It is Jesus’ final message.
Sin does not exist, they made it up to make themselves and others suffer.
Have you considered that some people are so keen on giving away their fortunes because it makes them suffer more, and thus makes them think they are now cleaner in God’s eyes?
The Christian message is that there's nothing we can do in our own power to erase sin, including suffering, hence the need for Jesus in the first place.
Death in Christianity is the final release from sin and its consequences, e.g. suffering, and into eternal joy...and being released of the weight of the consequences of sin eternally is supposed to bring joy and love in this life.
So I have no idea what you're talking about.
There are actually a LOT of different belief systems within Christianity and the related cults surrounding it, so you can't entirely sum them up by saying "Christianity". How I would respond to anyone stating that suffering is required to pay for sins is that it is un-Biblical and they've warped the message of Jesus, and are adding to/complicating the gospel.
This is possible in the Catholic church because edicts of the Pope and Councils have had equal (or at least near equal, I'm not a Catholic historian or theologian) weight with scripture, which of course have no weight at all to Protestantism as the Pope is just another person. Mother Theresa and penitents have such a drastically different belief system, that while I would not go so far as to call them non-Christian as I think only God alone determines that, I would say that their teachings are not the same religion as mine. Saints again are a purely Catholic thing, so to me and other protestants, Mother Theresa is just another person, and "Saint" is a worthless designation from the Catholic Church. In addition, individual adherents of what is classified as "Christian" can teach and believe (or fail in their belief) of the core doctrines and cease to become what I would consider Christian, despite doing things in the name of Christ. The church during the time of Paul's letters and Acts were dealing with the same thing, people using the name of Christ who were not what Luke or Paul considered Christians.

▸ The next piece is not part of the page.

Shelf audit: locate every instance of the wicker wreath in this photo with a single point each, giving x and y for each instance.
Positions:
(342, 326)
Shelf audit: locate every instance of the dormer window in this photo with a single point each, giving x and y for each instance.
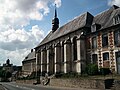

It sounds like a no-true-Scottsman argument, and perhaps it is, but the argument that I'm making is that you are lumping billions of people together, when #1 they don't lump themselves together (Catholics have considered protestants and the reformers heretics as well), and #2 they believe and practice drastically different things. You will likely hear Protestants hedge when asked if Roman Catholics are Christian, and the reason is because on an individual basis, there are Christians within the Roman Catholic church. But what they teach is not what we consider the Christian gospel.